Accusations de viols : Judith Godrèche estime qu'elle ne s'est "pas fait beaucoup d'amis" au sein du cinéma français

Publié le 13 février 2024 à 12h32, mis à jour le 14 février 2024 à 9h35

Source : JT 20h WE

Une semaine après avoir déposé plainte contre les réalisateurs Benoît Jacquot et Jacques Doillon, Judith Godrèche assume les critiques et les répercussions éventuelles.
Interrogée lundi soir sur France 5, elle s'est dit prête à payer les conséquences pour la suite de sa carrière en dénonçant tout un système.
La comédienne dit ressentir la culpabilité d'avoir donné "l'image glamour d'une femme très jeune avec un homme plus vieux".

Grâce à Judith Godrèche, le cinéma français est peut-être en train de faire son #MeToo, plus de cinq après l'affaire Weinstein aux États-Unis. Le 6 février dernier, la comédienne de 51 ans a déposé plainte pour viols sur mineure contre les réalisateurs Benoît Jacquot et Jacques Doillon pour des faits datant du début des années 1990, une démarche qui a entraîné l’ouverture d’une enquête préliminaire par le parquet de Paris.

Interrogée dans l’émission "C ce soir" lundi sur France 5, celle qui fut la compagne de Benoît Jacquot lorsqu’elle avait 14 ans et lui 39 est revenue sur sa difficulté à dénoncer les faits dont elle se dit victime. "La culpabilité est extrêmement ancrée en moi, à toutes sortes d’endroits", a-t-elle reconnu. "On a le sentiment quand on a vécu avec quelqu’un qu’il y a une forme de pacte qu’on dénonce. Et on a le sentiment de désavouer une partie de soi." 

"Je me sens aussi responsable"

Un quart de siècle après avoir été la vedette de La fille de 15 ans de Jacques Doillon et de La Désenchantée de Benoît Jacquot, deux films qui ont lancé sa carrière, Judith Godrèche dit également ressentir "la culpabilité de la femme qui a été une petite fille, une très jeune femme avec un homme plus vieux. Donner cette image glamour : je me sens aussi responsable du fait que des jeunes filles se soient retrouvées avec des hommes plus vieux."

La comédienne devenue réalisatrice s’est inspirée de ce passé douloureux dans sa série Icon of French Cinema, diffusée en décembre sur Arte. Ce qu'elle reconnaissait en interview, sans toutefois donner de noms. Mais c’est au mois de janvier qu’elle a dénoncé publiquement Benoît Jacquot, lorsqu’un internaute a exhumé un extrait d’un documentaire de Gérard Miller, lui aussi accusé d'agressions sexuelles, datant de 2011, dans lequel le cinéaste assume avoir des relations sexuelles avec la comédienne lorsqu'elle était mineure.

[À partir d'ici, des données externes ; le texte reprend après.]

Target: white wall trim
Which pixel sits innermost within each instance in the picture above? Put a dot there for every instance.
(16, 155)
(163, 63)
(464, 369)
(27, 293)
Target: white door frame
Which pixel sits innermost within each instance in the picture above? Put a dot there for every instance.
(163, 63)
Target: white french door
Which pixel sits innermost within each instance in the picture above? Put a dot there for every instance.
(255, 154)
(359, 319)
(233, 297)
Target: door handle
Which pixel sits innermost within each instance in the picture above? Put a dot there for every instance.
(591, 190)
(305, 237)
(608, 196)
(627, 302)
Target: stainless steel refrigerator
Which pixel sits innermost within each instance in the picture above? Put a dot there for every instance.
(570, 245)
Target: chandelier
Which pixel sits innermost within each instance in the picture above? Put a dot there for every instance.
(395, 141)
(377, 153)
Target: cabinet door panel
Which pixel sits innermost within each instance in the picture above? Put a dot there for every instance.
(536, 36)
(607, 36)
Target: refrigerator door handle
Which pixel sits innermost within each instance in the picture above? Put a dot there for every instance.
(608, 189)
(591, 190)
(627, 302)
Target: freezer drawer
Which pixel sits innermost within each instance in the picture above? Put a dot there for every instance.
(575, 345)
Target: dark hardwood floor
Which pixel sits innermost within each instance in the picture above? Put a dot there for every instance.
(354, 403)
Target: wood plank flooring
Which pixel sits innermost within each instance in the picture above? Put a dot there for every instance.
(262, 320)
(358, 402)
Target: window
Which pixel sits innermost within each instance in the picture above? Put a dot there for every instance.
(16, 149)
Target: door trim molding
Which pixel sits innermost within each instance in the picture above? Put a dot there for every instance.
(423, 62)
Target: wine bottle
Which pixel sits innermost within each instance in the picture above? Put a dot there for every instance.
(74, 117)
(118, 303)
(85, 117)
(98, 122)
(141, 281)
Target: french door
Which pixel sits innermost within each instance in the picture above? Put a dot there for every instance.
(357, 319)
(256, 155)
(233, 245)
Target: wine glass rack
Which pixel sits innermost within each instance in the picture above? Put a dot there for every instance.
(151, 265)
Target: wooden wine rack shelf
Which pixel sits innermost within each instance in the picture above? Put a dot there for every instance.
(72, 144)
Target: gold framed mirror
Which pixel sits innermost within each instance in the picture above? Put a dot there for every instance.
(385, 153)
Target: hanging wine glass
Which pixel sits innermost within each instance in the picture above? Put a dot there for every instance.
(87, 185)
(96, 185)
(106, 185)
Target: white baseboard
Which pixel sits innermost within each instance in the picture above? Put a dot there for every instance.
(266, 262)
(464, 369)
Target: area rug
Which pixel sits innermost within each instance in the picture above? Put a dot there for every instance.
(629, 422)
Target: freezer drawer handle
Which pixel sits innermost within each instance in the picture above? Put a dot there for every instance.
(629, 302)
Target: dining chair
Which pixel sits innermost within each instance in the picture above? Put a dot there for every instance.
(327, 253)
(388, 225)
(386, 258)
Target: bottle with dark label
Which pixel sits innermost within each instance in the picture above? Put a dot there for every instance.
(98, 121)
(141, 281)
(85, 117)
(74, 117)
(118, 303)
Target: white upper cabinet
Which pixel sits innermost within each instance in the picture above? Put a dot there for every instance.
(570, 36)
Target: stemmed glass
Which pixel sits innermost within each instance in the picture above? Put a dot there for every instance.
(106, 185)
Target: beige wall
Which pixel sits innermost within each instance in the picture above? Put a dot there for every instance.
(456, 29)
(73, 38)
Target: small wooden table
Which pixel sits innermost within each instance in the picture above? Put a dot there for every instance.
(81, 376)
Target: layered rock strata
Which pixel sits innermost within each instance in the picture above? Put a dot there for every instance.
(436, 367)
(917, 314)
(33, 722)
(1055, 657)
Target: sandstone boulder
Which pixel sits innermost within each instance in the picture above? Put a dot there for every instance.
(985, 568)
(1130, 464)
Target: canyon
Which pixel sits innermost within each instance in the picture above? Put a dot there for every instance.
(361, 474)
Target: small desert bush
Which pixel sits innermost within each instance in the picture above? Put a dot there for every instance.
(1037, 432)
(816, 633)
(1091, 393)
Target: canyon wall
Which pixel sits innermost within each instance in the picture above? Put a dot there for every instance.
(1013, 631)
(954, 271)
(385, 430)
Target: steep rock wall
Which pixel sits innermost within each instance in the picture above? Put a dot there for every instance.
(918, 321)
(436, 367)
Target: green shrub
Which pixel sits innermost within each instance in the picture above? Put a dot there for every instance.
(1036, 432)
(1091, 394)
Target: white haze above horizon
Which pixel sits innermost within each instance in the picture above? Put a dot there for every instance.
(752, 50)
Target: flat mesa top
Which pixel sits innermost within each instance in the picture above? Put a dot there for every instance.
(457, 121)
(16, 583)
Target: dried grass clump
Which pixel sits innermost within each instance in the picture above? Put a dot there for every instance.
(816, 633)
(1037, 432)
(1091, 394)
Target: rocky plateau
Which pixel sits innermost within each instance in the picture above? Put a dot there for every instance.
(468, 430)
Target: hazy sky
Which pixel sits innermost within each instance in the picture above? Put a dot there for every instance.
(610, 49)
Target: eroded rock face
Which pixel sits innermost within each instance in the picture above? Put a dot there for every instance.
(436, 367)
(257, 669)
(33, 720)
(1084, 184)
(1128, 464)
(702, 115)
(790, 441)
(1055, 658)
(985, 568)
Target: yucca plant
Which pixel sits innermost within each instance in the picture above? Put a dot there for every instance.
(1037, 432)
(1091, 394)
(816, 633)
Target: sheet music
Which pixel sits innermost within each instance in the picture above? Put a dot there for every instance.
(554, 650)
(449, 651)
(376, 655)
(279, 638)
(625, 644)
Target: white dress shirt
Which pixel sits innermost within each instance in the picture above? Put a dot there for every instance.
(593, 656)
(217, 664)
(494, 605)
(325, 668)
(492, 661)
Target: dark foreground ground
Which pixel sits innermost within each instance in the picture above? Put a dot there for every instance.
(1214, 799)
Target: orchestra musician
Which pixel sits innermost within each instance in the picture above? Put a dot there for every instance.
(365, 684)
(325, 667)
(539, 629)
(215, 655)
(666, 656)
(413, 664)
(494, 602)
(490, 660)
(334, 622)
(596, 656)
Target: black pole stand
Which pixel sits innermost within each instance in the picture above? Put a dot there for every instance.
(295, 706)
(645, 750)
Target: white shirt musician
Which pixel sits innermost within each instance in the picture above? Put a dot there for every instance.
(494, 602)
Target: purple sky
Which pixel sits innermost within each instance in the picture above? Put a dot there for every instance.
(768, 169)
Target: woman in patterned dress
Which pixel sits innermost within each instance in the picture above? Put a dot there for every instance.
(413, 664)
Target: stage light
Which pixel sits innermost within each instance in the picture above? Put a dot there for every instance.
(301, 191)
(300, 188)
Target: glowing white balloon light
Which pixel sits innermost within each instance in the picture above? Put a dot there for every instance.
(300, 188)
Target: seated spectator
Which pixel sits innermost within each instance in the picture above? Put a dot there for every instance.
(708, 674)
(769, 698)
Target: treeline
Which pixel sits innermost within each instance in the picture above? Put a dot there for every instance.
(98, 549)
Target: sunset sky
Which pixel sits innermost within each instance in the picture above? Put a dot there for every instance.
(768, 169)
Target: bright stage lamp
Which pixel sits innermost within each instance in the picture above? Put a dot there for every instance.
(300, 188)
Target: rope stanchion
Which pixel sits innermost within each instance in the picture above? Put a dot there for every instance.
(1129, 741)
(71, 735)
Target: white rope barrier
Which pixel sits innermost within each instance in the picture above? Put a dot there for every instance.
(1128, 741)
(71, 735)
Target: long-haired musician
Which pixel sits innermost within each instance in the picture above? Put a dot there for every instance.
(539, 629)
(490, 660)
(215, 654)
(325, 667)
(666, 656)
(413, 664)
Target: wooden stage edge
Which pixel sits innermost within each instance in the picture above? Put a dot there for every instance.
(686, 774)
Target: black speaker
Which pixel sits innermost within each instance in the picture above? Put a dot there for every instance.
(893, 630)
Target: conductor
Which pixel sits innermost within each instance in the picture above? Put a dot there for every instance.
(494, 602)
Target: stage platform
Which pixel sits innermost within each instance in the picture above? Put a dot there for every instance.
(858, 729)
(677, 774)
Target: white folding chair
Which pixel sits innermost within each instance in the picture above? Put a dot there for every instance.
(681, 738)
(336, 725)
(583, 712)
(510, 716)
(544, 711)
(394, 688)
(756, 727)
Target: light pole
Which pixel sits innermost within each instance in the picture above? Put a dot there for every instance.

J’ai peur de ne plus travailler, de ne pas être soutenue
Judith Godrèche sur Instagram en janvier

"Il s’appelle Benoît Jacquot. La petite fille en moi ne peut plus taire ce nom", avait réagi la comédienne sur Instagram, après avoir redécouvert ces images, anticipant les conséquences de cette révélation pour la suite de sa carrière. "J’ai peur de ne plus travailler, de ne pas être soutenue", avouait-elle. Ce qu’elle confirme un mois plus tard, alors qu’une comédienne plus âgée comme Anny Duperey a mis un doute la sincérité de ses propos, avant de reconnaître une maladresse.

"Je m’en prends à beaucoup de trucs établis", admet Judith Godrèche. "Je m’en suis prise à Télérama. Je m’en suis prise aux Cahiers du cinéma, je m’en suis prise au CNC, je parle de l’Etat, du parquet de Paris qui n’ouvre pas une enquête quand il voit un homme à la télévision dire ‘je couche avec une mineure et je n’ai rien à foutre de la loi (…) On peut dire que je ne suis pas en train de me faire beaucoup d’amis."

Lundi, Judith Godrèche a également participé à une émission en ligne diffusée sur le site Mediapart. Elle est revenue sur le tournage en 1989 du film La fille de 15 ans dans lequel le réalisateur Jacques Doillon, également acteur, lui a fait tourner une scène de sexe et l'a embrassé à de nombreuses reprises devant les caméras. "À mon époque, la possibilité du non n'existait pas", a-t-elle rappelé. "Je me souviens détester Doillon et éprouver un dégoût impossible à formuler".

Également mis en cause par Isild Le Besco et Anna Mouglalis dans Le Monde, Jacques Doillon a nié les faits qui lui sont reprochés dans un communiqué à l'AFP. "Que Judith Godrèche et d'autres femmes à travers elle aient à cœur de dénoncer un système, une époque, une société, est courageux, louable et nécessaire", écrit-il. "Mais la justesse de la cause n'autorise pas les dénonciations arbitraires, les fausses accusations et les mensonges".